Hackers Targeted 60 Million People in Spam Scheme, U.S. Says

  • One company with 50 million records targeted by defendants
  • Defendant said they stole 24.5 million records through hacks

Three men were charged with a hacking and spamming scheme that targeted the personal identifying information of more than 60 million people, New Jersey U.S. Attorney Paul Fishman said in a statement.

The men hacked the computers of four companies and used data they stole to send unsolicited e-mails in bulk, or spam, earning illegal profit of more than $2 million, according to an indictment in federal court in Newark, New Jersey. One target was a Pennsylvania telecommunications firm with records for 50 million people, according to the indictment, which said one defendant estimated they actually stole 24.5 million records.

Another target was a credit-monitoring service in Texas with 10 million personal records, prosecutors said. One defendant said they stole 200,000 records, according to the indictment.

The scheme, which ran from 2011 until July 2015, involved Timothy Edward Livingston, 30, of Boca Raton, Florida; Tomasz Chmielarz, 32, of Rutherford, New Jersey; and Devin James McArthur, 27, of Ellicott City, Maryland, according to Fishman’s statement.

Livingston ran a business, A Whole Lot of Nothing LLC, that sent bulk e-mails on behalf of legitimate companies like insurers, as well as illegal entities like online pharmacies that sold narcotics without prescriptions, according to the indictment. Livingston usually charged between $5 and $9 for each spam e-mail that resulted in a completed transaction, according to the indictment. 

Bypass Filters

Livington and Chmielarz started using computer programs to send spam in a way that bypassed filters set up by companies, and they also hacked into e-mail accounts of individuals to seize control of the mail accounts of corporate victims, the U.S. said. 

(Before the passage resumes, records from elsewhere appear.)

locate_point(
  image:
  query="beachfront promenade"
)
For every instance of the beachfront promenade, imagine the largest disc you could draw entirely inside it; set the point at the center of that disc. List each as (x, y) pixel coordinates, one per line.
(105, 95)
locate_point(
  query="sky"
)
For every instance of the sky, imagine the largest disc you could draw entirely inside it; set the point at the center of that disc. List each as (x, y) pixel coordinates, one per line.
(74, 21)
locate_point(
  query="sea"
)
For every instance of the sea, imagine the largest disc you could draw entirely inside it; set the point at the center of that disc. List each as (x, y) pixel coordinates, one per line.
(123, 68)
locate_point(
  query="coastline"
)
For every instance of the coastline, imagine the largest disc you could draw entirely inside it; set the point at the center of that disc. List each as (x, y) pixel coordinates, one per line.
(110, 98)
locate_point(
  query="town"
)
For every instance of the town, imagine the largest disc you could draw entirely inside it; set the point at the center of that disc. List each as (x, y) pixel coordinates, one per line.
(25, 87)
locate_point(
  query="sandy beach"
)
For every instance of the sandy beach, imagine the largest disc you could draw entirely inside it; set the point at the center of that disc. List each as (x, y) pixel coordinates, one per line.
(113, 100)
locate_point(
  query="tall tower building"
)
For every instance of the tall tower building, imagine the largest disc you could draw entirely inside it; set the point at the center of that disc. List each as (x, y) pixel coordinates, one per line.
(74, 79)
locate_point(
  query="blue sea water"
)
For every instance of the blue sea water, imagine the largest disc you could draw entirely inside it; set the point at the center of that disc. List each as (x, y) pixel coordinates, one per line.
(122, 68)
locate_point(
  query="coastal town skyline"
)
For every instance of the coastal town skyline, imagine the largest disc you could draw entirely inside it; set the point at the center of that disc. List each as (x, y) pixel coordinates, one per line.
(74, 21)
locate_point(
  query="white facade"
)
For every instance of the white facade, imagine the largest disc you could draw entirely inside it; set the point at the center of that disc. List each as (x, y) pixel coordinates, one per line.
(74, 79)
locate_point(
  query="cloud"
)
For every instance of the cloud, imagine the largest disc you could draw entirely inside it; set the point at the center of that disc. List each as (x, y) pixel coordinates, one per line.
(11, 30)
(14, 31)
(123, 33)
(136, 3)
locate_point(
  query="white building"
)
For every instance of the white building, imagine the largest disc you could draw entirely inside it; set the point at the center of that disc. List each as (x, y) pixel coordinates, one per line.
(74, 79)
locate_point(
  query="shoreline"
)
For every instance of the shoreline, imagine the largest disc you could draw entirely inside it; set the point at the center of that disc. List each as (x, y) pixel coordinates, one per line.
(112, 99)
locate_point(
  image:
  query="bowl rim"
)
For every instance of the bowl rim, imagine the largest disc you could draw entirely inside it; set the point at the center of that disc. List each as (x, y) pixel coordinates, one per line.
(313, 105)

The data they allegedly stole included names, addresses, phone numbers and e-mail addresses.

On July 23, authorities seized Livingston’s computer, which contained 7 million records from the Pennsylvania telecommunications company, according to the indictment. 

All three men are charged with conspiracy to commit wire fraud and conspiracy to commit fraud and related activity in connection with computers. The wire fraud charge has a maximum prison term of 20 years.

The case is U.S. v. Livingston, U.S. District Court, District of New Jersey (Newark).